From My Mother's Sleep
M. Wayne Cunningham
As a mother and grandmother with a doctorate in education and a master’s in counselling Ruth Truman is eminently qualified to write about campus life. The author also has forty years of experience as a United Methodist Church pastor’s wife and seventeen as a teacher and university counsellor and administrator. Her novel No Safe College amply illustrates that she is an accomplished and insightful writer as well. Although it is fiction her book is “based on happenings from the lives of many students.” It’s a rewarding read for student services personnel and students in all university years but will especially benefit freshmen and their parents. In fact the story Truman uses as the vehicle for conveying her message is so well done and non-preachy that it will appeal to anyone interested in the tensions modern youth face once they leave home.
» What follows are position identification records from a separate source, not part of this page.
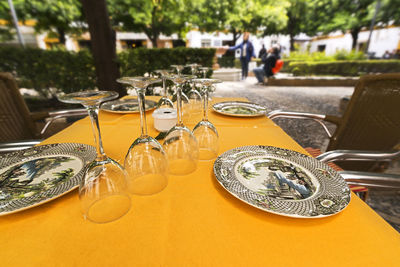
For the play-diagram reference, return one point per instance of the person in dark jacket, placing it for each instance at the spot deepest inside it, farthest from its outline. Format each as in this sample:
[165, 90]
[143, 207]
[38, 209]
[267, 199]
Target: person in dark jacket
[269, 63]
[262, 52]
[246, 53]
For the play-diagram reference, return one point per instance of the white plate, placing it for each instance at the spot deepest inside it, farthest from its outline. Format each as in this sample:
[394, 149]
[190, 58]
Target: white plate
[127, 106]
[39, 174]
[282, 181]
[239, 109]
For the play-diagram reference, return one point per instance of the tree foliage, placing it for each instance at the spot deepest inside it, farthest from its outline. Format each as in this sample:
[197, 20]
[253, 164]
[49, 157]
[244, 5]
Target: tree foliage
[58, 17]
[239, 16]
[153, 17]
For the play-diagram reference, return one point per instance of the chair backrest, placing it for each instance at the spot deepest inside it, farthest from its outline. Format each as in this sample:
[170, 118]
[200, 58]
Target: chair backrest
[278, 66]
[372, 118]
[15, 120]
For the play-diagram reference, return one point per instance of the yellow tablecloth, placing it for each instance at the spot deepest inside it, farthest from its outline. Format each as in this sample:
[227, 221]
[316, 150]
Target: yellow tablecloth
[194, 221]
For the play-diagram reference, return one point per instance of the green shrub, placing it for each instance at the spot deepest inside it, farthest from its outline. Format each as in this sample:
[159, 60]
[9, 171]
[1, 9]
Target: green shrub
[139, 61]
[226, 61]
[321, 56]
[70, 71]
[343, 68]
[45, 69]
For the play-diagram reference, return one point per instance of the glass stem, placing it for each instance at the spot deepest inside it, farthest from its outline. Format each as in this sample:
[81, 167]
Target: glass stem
[205, 105]
[179, 104]
[142, 110]
[94, 119]
[164, 87]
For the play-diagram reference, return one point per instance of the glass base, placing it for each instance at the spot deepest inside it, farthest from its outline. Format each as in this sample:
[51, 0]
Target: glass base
[147, 167]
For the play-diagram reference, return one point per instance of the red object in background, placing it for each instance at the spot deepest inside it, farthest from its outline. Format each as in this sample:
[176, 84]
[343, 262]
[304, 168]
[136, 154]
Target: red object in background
[278, 66]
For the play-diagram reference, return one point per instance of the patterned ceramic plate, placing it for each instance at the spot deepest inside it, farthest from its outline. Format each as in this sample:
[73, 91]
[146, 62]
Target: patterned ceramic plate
[127, 106]
[39, 174]
[239, 109]
[282, 181]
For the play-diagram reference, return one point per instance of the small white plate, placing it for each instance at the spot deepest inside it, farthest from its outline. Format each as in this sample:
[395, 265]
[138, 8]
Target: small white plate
[127, 106]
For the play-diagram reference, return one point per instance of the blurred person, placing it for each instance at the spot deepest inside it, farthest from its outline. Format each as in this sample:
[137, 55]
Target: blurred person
[246, 53]
[387, 55]
[262, 52]
[269, 61]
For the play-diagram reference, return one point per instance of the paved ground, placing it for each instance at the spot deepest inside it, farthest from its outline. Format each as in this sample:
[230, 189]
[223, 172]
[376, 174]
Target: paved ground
[324, 100]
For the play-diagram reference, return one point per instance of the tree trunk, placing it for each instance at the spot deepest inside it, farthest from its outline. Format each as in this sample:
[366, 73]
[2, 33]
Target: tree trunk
[291, 36]
[154, 41]
[354, 35]
[61, 35]
[103, 45]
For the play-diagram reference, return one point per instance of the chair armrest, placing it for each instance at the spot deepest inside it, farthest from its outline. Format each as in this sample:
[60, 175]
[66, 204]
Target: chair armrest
[320, 118]
[372, 180]
[59, 114]
[358, 155]
[18, 145]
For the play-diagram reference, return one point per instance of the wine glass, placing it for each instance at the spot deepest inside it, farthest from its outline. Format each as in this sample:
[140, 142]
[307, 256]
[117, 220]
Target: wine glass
[103, 190]
[180, 144]
[146, 161]
[204, 70]
[179, 69]
[205, 132]
[193, 95]
[164, 100]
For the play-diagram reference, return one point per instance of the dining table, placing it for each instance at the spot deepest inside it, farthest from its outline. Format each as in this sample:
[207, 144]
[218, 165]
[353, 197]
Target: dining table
[194, 221]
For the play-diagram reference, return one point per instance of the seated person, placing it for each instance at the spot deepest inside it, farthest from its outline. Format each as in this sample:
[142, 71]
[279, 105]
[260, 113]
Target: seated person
[269, 63]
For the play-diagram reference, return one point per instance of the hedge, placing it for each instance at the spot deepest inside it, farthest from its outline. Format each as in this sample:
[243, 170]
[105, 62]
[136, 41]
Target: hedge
[73, 71]
[142, 60]
[45, 69]
[343, 68]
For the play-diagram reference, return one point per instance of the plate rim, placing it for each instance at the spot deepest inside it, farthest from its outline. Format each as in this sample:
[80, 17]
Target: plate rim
[239, 115]
[319, 216]
[154, 103]
[90, 153]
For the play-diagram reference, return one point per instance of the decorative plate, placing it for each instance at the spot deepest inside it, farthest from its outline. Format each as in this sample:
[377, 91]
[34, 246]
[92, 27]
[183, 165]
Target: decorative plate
[239, 109]
[127, 106]
[39, 174]
[282, 181]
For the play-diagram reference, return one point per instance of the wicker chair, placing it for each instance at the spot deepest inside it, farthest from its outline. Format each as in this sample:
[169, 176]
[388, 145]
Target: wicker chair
[17, 123]
[370, 122]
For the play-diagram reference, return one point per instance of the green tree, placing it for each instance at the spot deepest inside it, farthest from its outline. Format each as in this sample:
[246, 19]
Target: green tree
[153, 17]
[298, 16]
[389, 12]
[239, 16]
[349, 15]
[55, 16]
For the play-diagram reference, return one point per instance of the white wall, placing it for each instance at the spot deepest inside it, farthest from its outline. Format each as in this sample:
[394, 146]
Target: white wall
[381, 40]
[195, 38]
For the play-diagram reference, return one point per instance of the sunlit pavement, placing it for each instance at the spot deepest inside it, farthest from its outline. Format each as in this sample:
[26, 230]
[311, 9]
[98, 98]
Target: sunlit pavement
[323, 100]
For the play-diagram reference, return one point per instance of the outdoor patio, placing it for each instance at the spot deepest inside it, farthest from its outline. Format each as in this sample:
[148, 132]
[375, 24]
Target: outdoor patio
[322, 100]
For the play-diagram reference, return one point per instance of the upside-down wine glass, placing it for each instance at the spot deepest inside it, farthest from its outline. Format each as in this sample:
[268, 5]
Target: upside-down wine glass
[193, 95]
[164, 100]
[179, 69]
[180, 144]
[103, 190]
[146, 161]
[205, 132]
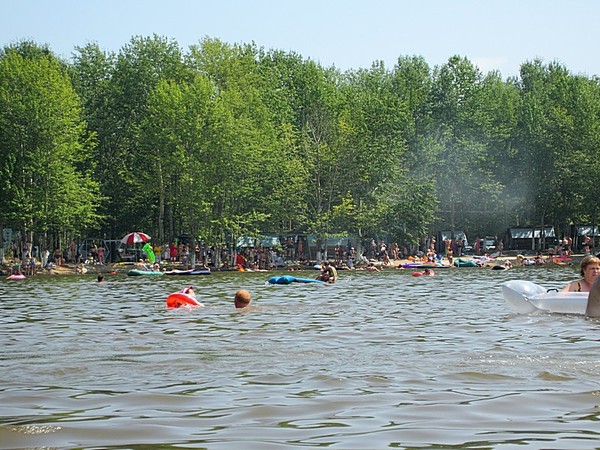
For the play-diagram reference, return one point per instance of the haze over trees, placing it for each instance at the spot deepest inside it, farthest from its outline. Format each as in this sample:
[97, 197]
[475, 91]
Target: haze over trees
[220, 141]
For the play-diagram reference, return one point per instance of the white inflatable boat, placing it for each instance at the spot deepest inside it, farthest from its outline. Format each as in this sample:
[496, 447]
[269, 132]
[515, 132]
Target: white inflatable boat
[525, 297]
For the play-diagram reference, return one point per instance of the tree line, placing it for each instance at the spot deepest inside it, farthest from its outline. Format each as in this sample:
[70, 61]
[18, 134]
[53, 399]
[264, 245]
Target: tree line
[226, 140]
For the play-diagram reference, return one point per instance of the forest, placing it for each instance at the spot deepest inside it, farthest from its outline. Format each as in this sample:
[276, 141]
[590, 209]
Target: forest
[221, 140]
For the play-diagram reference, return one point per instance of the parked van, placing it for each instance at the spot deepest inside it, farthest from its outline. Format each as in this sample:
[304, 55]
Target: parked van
[454, 235]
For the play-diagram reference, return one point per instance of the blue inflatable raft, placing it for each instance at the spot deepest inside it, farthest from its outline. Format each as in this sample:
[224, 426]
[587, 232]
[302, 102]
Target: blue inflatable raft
[288, 279]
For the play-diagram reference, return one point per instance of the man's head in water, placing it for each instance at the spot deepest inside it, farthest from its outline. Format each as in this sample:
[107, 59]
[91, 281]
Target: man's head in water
[242, 298]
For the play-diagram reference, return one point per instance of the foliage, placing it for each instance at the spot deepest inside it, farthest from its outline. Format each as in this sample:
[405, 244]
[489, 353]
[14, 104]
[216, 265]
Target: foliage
[223, 140]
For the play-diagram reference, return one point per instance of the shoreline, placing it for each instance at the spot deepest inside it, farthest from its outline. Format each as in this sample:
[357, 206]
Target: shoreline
[124, 267]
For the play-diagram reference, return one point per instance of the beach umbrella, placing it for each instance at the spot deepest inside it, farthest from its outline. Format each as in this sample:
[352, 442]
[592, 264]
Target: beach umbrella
[135, 237]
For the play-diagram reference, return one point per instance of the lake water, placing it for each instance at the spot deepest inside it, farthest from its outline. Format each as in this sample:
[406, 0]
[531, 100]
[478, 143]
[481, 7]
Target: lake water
[382, 360]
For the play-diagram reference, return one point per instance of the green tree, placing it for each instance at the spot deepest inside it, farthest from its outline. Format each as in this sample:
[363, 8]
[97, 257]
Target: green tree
[45, 149]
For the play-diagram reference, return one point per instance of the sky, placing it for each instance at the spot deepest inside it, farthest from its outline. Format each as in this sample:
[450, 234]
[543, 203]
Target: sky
[352, 34]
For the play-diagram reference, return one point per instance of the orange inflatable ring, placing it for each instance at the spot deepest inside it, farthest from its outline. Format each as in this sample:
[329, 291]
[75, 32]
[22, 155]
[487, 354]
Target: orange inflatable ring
[179, 299]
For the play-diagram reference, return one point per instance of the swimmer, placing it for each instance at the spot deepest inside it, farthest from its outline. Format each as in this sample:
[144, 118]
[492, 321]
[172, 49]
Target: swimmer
[589, 270]
[189, 291]
[242, 299]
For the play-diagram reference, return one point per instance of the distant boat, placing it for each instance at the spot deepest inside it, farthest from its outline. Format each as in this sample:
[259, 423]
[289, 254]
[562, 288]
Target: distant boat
[188, 272]
[144, 273]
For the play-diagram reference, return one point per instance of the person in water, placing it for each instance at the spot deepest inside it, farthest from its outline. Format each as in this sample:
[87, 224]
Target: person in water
[242, 299]
[189, 291]
[328, 273]
[589, 270]
[593, 305]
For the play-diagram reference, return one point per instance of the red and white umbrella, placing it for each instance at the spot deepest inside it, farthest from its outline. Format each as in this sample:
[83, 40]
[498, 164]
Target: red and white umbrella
[135, 237]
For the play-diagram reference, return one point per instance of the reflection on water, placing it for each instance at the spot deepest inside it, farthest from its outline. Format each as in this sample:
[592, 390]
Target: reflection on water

Truman’s intent is to make prospective students and their parents aware of the pitfalls of attending any college even a Christian one like Callegua with its promise of “Education with a Difference.” To do so she relates the adventures and misadventures of four dorm mates as they meet clash and attempt to resolve their differences. Joan is the naive narrator; Trish the focused Christian; Angie the moderate campus leader; and Sue is the football team’s party girl. The mundane activities of college life are neatly interwoven into the main story lines which are told with the requisite amounts of suspense.
Poor girl Joan and rich girl Sue argue over clothing and hairstyles and Sue and Trish wrangle over issues of sex and morality. Angie tries to keep peace among them all until even she becomes frustrated with the extremes that Sue and Trish represent. Sheep-like Joan gets lead by Sue into uncomfortable even dangerous situations with football team louts including a near rape after an intake of drugs and alcohol. She is placed in situations that test her faith and her loyalty when one of her friends faces serious charges from the Student Disciplinary Council another has an abortion and one attempts suicide. Through everything thanks to Truman’s creativity Joan survives and develops into a mature young woman capable of making “choices that strung together created a life direction.”
When her daughter Jennie heads off to Callegua twenty-five years later Joan cautions her and the novel’s readers “Always remember there is no safe college. Remember that and you’ll do just fine.”
In the dedication for her novel Truman thanks her husband Reverend W. Lee Truman “who insisted this book be published.” It was excellent advice.